= Invenergy =

American power generation development and operations company

Invenergy is an American-based multinational power generation development and operations company. The company develops, builds, owns and operates power generation and energy storage projects in the Americas, Europe and Asia, including wind, solar, and natural gas power generation and energy storage facilities. It is North America's largest privately held renewable power generation company.

According to Invenergy, the company has developed over 220 projects totaling 36 gigawatts of capacity. These totals include projects in operation, under construction or contracted.

==History==
Founded in 2001 after the sale of SkyGen Energy to Calpine Corporation by Michael Polsky, who today serves as Founder & CEO, the firm is based in Chicago, Illinois. Invenergy also has North American offices in Denver, Portland, Toronto, and Mexico City. European activity is centered in Warsaw. The company also has offices in Tokyo, Medellín, and San Salvador.

In January 2013, Quebec's public pension fund manager, the Caisse de dépôt et placement du Québec, invested $500 million in the company's portfolio of operating wind farms. As of 2018, CDPQ has 52.4% economic ownership of Invenergy Renewables, while the company still retains managerial control. The Blackstone Group invested approximately $3 Billion for a minority stake in Invenergy in early 2022.

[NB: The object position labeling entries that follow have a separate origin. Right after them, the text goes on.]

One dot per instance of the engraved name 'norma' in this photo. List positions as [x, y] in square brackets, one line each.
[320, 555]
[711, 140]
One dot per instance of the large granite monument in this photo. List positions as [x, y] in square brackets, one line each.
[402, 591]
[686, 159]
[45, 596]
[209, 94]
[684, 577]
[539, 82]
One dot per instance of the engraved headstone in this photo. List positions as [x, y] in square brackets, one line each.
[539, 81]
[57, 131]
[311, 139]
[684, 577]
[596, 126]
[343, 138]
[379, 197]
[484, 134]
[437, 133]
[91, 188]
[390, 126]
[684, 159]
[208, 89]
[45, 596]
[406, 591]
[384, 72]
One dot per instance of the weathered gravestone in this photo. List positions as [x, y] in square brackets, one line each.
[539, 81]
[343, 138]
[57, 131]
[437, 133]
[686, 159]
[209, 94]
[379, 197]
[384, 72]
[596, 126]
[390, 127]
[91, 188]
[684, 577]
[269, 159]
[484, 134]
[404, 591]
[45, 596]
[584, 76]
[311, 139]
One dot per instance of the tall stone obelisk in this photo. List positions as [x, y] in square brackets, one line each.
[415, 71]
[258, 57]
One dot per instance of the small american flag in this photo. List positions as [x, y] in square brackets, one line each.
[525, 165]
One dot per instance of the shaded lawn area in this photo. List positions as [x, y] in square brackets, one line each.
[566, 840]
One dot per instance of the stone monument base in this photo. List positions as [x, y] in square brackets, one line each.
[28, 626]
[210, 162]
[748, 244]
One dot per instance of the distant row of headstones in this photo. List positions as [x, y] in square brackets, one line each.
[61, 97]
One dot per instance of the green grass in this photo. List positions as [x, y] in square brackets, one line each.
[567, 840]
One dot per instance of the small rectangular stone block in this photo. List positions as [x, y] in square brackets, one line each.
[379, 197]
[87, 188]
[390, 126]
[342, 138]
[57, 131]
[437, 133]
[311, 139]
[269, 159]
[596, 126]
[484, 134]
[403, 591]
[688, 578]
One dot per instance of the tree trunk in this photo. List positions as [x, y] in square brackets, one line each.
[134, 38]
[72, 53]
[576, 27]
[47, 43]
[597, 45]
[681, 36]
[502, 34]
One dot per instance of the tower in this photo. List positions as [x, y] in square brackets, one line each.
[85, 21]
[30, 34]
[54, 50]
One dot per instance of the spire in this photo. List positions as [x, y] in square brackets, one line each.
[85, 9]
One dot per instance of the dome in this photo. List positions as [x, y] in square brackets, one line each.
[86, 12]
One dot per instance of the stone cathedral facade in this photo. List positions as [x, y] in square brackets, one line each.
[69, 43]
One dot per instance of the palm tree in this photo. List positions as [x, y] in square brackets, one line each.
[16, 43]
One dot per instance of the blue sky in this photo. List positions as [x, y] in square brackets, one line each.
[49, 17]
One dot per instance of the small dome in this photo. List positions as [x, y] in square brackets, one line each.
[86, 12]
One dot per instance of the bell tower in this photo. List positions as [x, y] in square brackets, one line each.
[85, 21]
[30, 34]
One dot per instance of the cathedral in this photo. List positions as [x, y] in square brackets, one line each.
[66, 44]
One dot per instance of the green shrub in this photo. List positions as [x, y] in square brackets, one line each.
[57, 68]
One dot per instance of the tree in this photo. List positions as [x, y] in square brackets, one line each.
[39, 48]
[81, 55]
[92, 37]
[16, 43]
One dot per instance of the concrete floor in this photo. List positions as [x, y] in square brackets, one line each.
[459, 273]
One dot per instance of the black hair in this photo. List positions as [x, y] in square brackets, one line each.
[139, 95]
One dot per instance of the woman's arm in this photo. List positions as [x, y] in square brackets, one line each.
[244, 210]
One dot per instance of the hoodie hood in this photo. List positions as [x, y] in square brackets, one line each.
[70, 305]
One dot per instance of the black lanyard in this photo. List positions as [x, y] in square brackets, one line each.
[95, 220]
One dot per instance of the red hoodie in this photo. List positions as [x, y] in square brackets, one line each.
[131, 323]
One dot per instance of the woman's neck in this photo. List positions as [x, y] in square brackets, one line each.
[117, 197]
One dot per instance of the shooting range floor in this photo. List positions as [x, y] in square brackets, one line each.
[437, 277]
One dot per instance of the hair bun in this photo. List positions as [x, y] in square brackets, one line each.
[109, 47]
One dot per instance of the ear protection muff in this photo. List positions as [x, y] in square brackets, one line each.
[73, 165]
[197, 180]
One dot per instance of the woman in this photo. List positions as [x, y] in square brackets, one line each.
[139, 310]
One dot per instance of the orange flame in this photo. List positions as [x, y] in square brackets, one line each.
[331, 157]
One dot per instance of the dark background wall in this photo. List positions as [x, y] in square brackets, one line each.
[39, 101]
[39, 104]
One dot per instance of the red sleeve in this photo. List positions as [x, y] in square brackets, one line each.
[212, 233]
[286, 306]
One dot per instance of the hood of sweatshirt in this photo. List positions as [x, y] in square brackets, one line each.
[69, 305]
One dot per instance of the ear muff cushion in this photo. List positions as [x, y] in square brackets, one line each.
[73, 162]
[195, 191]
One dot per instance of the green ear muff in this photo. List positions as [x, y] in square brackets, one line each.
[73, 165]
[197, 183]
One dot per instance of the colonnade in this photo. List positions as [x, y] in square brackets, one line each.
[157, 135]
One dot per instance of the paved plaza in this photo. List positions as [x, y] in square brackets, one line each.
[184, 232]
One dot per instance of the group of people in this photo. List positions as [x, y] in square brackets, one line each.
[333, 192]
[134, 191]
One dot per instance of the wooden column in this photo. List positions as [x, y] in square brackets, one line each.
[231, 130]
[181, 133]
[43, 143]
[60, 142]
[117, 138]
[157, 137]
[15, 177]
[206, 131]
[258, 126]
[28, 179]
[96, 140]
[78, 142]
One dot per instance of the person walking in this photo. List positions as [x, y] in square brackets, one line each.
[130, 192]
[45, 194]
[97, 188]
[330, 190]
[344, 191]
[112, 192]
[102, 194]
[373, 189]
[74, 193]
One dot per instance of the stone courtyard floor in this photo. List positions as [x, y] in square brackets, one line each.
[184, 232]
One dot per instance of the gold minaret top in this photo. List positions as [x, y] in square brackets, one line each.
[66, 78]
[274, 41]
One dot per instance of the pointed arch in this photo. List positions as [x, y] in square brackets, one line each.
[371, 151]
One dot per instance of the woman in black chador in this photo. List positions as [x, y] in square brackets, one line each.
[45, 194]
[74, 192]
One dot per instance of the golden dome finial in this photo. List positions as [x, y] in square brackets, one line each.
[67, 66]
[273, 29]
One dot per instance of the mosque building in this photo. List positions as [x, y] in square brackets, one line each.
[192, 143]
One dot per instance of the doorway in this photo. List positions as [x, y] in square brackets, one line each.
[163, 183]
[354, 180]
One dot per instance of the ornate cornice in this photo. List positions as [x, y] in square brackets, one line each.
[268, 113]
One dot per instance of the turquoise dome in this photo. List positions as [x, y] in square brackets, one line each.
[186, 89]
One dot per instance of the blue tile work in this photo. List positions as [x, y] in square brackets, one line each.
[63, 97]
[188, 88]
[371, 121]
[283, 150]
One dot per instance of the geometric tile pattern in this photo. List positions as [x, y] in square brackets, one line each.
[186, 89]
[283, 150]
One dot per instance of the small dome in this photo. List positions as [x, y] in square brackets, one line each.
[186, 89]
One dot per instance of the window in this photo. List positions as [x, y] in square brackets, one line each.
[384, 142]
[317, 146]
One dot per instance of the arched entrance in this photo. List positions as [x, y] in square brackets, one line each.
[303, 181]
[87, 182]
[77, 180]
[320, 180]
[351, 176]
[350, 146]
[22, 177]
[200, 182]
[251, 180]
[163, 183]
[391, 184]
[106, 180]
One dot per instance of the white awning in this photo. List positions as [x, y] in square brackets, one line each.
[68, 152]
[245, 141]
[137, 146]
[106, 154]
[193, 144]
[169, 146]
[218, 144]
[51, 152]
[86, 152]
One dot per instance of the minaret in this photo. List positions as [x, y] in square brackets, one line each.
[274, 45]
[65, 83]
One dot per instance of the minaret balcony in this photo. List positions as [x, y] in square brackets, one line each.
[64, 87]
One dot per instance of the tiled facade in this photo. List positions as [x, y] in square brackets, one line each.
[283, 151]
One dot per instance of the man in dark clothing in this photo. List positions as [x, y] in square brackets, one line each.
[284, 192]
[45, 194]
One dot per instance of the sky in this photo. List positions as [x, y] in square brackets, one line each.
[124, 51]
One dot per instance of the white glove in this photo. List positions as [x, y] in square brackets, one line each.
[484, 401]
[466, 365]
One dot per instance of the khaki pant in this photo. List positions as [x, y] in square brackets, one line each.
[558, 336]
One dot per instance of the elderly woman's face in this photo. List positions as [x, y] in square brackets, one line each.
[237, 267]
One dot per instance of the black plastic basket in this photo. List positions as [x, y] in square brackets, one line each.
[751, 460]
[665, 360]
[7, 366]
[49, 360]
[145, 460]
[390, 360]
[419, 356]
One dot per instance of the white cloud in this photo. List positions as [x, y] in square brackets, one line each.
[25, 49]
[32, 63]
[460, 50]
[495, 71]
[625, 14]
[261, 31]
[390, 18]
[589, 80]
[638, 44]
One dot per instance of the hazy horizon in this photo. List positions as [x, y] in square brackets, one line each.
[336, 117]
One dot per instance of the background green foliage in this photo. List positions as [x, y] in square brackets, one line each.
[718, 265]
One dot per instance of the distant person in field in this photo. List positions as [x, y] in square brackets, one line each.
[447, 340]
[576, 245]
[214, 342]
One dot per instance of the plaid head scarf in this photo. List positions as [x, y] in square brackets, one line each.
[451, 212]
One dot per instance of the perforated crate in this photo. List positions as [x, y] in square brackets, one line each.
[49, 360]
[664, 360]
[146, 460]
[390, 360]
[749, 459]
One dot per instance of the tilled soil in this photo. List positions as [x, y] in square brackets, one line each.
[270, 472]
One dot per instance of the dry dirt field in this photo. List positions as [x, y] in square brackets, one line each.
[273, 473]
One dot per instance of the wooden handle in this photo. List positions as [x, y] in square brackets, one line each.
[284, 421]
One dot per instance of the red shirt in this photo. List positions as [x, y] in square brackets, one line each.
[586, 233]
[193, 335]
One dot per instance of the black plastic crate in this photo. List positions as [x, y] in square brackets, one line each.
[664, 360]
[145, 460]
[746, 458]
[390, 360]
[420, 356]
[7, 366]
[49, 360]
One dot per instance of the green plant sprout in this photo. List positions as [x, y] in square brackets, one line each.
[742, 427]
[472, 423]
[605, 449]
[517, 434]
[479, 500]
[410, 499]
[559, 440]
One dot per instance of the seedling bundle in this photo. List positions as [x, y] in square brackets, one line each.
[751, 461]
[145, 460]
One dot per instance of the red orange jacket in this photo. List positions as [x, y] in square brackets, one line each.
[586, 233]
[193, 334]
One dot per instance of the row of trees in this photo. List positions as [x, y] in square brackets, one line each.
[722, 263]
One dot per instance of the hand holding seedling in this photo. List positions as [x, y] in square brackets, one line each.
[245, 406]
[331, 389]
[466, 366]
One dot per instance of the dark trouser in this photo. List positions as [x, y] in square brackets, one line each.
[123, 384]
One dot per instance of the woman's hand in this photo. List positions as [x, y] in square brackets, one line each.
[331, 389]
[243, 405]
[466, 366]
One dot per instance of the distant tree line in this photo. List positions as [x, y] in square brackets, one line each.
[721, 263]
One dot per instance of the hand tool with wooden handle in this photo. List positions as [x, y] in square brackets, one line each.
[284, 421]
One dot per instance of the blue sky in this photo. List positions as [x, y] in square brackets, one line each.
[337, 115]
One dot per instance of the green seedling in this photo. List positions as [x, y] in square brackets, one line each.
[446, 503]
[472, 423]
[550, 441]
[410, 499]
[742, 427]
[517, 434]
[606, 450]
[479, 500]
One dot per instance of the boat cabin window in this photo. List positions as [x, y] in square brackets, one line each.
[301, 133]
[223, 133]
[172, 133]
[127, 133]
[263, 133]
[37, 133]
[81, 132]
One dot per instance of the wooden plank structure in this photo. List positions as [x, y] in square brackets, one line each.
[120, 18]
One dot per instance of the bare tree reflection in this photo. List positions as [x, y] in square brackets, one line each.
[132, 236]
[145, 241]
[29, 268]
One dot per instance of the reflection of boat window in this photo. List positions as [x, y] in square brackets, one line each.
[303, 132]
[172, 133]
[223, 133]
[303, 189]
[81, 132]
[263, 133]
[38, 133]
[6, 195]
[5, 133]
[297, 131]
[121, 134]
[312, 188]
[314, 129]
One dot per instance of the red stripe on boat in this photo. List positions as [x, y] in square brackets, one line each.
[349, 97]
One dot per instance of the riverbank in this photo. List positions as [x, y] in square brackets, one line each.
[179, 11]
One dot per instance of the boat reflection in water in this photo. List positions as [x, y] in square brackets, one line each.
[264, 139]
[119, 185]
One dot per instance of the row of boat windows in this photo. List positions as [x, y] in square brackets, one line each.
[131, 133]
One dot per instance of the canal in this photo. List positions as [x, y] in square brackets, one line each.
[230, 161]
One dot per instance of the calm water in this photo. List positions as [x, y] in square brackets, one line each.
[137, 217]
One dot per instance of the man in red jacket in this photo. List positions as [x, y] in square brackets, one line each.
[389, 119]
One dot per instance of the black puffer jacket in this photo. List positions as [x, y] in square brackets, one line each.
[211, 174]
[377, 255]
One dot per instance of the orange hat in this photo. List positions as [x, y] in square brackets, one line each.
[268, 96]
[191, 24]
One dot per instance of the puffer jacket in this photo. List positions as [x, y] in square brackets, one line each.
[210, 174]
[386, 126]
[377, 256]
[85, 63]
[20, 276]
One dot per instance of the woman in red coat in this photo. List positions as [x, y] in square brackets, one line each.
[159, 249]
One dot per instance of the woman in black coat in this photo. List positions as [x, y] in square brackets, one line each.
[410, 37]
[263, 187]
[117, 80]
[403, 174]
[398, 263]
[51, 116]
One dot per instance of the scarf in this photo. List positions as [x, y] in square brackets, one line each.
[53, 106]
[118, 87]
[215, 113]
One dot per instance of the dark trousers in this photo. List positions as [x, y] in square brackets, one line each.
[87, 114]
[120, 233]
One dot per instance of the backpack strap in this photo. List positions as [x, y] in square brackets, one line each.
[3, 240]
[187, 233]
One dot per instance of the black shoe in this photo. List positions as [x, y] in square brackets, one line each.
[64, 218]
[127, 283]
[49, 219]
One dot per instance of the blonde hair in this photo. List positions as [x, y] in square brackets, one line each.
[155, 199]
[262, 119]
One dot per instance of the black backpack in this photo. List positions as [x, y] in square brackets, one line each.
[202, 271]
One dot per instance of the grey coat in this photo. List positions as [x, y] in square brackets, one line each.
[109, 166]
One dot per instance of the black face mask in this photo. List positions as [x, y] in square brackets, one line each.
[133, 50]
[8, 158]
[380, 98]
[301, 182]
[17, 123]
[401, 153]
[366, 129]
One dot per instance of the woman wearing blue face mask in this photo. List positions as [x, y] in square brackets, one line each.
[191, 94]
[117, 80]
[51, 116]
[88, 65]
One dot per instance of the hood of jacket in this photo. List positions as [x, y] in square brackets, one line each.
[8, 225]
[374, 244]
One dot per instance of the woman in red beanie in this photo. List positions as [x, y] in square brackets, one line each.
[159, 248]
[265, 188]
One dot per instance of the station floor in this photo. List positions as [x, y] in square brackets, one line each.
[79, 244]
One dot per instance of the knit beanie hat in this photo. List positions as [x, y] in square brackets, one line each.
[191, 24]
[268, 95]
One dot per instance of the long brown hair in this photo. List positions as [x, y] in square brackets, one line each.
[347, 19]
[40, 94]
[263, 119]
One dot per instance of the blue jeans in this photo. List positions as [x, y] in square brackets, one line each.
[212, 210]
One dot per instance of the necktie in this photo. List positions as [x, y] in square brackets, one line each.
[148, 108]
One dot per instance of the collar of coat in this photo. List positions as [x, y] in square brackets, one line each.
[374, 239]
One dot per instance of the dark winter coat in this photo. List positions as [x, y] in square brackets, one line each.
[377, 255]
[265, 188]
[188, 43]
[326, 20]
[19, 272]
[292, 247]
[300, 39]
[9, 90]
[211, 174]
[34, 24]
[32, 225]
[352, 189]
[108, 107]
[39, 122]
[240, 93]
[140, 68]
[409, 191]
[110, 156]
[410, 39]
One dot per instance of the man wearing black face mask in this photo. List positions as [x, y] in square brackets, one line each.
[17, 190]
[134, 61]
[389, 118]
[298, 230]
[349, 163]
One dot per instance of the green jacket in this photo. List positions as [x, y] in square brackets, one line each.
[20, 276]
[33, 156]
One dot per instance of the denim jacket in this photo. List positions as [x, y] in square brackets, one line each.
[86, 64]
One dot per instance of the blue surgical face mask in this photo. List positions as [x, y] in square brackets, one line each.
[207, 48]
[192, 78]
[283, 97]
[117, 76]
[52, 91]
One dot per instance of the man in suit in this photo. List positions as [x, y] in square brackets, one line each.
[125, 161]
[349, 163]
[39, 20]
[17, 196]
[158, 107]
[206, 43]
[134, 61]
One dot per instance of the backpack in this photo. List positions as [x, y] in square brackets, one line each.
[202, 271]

A now bankrupt yieldco of SunEdison, TerraForm Power, agreed to acquire wind assets in 2015.

In July 2017, Invenergy, in partnership with GE Renewable Energy, announced plans to construct the largest wind farm in the United States, the Wind Catcher Energy Project. However, the project was scrapped in 2018 due to regulatory resistance from state agencies.

In April 2020, Invenergy announced its plans to begin construction of a $200 million solar farm in Lake County, Indiana in 2022.